Abstract

Introduction. Cerebral air embolism is a rare, yet serious neurological occurrence with unclear incidence and prevalence. Here, we present a case of fatal cerebral arterial and venous cerebral gas embolism in a patient with infective endocarditis and known large right-to-left shunt and severe tricuspid regurgitation following pressurized fluid bolus administration. Case Presentation. A 32-year-old female was admitted to the medical intensive care unit from a long-term acute care facility with acute on chronic respiratory failure. Her medical history was significant for intravenous heroin and cocaine abuse, methicillin-sensitive Staphylococcus aureus tricuspid valve infective endocarditis on vancomycin, patent foramen ovale, septic pulmonary embolism with cavitation, tracheostomy with chronic ventilator dependence, multifocal cerebral infarction, hepatitis C, nephrolithiasis, anxiety, and depression. After intravenous fluid administration, she became unresponsive with roving gaze, sluggish pupils, and hypotensive requiring vasopressors. CT of the brain showed diffuse arterial and venous cerebral air embolism secondary to accidental air administration from fluid bolus. Magnetic resonance imaging of the brain showed diffuse global anoxic injury and flattening of the globe at the optic nerve insertion. Given poor prognosis, her family chose comfort measures and she died. Conclusions. Fatal cerebral air embolism can occur through peripheral intravenous routes when the lines are inadequately primed and fluids administered with pressure. Caution must be exercised in patients with right-to-left shunting as air may gain access to systemic circulation.

1. Introduction

Cerebral air embolism is a rare, yet serious neurological occurrence with unclear incidence and prevalence.
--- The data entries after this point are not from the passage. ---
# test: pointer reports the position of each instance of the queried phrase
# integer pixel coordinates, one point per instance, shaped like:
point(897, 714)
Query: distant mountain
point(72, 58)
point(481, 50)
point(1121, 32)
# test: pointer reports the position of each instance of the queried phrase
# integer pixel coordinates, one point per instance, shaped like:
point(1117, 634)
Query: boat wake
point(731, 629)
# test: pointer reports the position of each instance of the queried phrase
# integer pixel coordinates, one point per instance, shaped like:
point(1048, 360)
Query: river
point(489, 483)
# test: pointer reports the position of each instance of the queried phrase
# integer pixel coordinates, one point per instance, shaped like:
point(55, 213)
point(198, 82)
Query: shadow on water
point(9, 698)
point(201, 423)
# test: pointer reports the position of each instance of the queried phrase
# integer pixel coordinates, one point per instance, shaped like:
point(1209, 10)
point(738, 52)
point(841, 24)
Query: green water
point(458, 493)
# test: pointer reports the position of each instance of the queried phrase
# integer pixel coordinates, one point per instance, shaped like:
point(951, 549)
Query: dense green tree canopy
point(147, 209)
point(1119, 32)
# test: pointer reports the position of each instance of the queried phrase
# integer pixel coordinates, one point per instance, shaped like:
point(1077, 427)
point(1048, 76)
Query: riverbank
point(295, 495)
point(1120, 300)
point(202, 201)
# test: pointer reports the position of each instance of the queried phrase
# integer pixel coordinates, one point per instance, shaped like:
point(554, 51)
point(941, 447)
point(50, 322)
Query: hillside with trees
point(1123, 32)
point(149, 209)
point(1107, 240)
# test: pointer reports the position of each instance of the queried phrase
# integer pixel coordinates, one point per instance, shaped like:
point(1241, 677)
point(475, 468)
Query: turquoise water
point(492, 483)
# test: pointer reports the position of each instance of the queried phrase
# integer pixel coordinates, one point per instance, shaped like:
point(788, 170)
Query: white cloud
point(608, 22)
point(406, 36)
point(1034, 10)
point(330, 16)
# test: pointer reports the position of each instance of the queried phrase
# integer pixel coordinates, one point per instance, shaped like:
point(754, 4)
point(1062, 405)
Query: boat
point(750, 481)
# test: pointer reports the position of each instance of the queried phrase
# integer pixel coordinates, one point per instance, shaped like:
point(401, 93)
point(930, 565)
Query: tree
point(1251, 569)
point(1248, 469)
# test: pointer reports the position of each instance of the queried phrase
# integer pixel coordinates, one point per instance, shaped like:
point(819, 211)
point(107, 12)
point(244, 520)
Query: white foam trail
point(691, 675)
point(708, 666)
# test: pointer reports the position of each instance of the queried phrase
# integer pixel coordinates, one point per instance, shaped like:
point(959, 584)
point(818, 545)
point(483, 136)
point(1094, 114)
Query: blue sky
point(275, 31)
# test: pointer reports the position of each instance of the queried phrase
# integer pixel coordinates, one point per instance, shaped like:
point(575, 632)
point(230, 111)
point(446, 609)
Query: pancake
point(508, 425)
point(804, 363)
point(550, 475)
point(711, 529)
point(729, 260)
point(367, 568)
Reportedly, somewhere around 20,000 cases of cerebral air embolism occur each year [1], often presenting as an arterial or venous embolism, but usually not both. Many cerebral air embolism cases present from an iatrogenic cause, such as central venous access insertion or removal, surgical procedures particularly neurosurgical and cardiothoracic procedures, or trauma [29]. Additionally, arterial emboli can be seen from venous air introduction, especially if an intracardiac shunt is present, as a paradoxical embolus [2, 3, 1018]. Here, we present a case of fatal cerebral arterial and venous cerebral gas embolism in a patient with infective endocarditis and known large right-to-left shunt and severe tricuspid regurgitation following pressurized fluid bolus administration.

2. Methods

This article is a case report with the pertinent literature review. Various terms were searched on the PubMed database for the literature review including air embolism, gas embolism, patent foramen ovale (PFO), tricuspid regurgitation, anoxic injury, acute ischemic stroke, and paradoxical embolism.

3. Case Presentation

A 32-year-old female was admitted to the medical intensive care unit from a long-term acute care facility with a chief complaint of acute on chronic respiratory failure. Her medical history is significant for intravenous heroin and cocaine abuse, methicillin-sensitive Staphylococcus aureus tricuspid valve (TV) infective endocarditis on vancomycin, PFO, septic pulmonary embolism (PE) with cavitation, tracheostomy with chronic ventilator dependence, multifocal cerebral infarction, hepatitis C, nephrolithiasis, anxiety, and depression. She was requiring 100% oxygen with high positive end-expiratory pressure (PEEP) (20 mm Hg) on admission. Her Glasgow Coma Scale was 15 on admission. Sputum cultures and blood cultures were obtained, and she was started on broad-spectrum antibiotics. Computerized tomography (CT) of the chest was unremarkable for PE, left lower lobe collapse, and improving lung cavitation. She was being evaluated for valve and PFO repair. Transthoracic echocardiogram showed normal ejection fraction, dilated right ventricle, elevated right ventricular systolic (45 mm Hg), and right atrial pressures (15 mm Hg), along with 4+ tricuspid regurgitation with a highly mobile TV vegetation (Figure 1(g)). There was a large right-to-left shunt through the PFO on bubble study with spontaneous opacification of the left atrium and ventricle (Figure 1(h)). Her ventilator requirements improved on decreased PEEP at 10 mm Hg, and her oxygen requirement improved to 60% as her right-to-left shunting improved.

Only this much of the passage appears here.